Ce 10 novembre 2025, il a personnellement présidé la seconde réunion du Comité de pilotage système intégré de gestion des finances publiques (SIGFiP), afin d’examiner l’état d’avancement du projet. C’est spécifiquement le module 1, premier jalon devant être livré le 15 décembre 2025.
Cette rencontre a été également été l’occasion d’examiner les fonctionnalités développées à date, et devant être déployées à compter de début janvier 2026 figurent entre autres.
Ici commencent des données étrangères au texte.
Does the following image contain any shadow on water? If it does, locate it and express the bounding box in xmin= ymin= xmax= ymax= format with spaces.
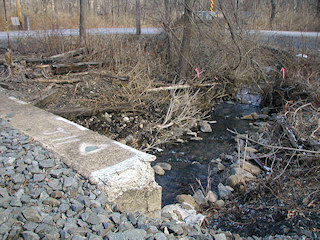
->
xmin=155 ymin=103 xmax=259 ymax=205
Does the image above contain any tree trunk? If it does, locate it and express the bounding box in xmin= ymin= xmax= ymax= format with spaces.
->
xmin=79 ymin=0 xmax=87 ymax=43
xmin=270 ymin=0 xmax=276 ymax=29
xmin=164 ymin=0 xmax=171 ymax=63
xmin=16 ymin=0 xmax=23 ymax=30
xmin=179 ymin=0 xmax=192 ymax=78
xmin=136 ymin=0 xmax=141 ymax=35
Il s’agit entre autres figurent entre autres de : la centralisation des recettes (Impôts et Douanes) ; l’exécution des dépenses budgétaires (fonctionnement, investissement et dette) ; la gestion des marchés publics et enfin de l’exécution des recettes non fiscales. Dans ce cadre, le membre du gouvernement a précisé les orientations sur la conduite de ce projet de haute importance pour le Gabon.
Il convient de retenir que la mise en place de cette plateforme unique de télépaiement des recettes publiques offrira plusieurs avantages majeurs. Il s’agit entre autres, de la simplification pour les contribuables de toutes les obligations envers l’État ; la visibilité en temps réels pour le paiements en cours ; la centralisation de l’ensemble des paiements fiscaux ; le rapprochement bancaire automatisé et génération de quittance unique par le Trésor, ainsi que la rationalisation technique grâce à une interface unique entre l’État et les partenaires bancaires et opérateurs de paiement électronique.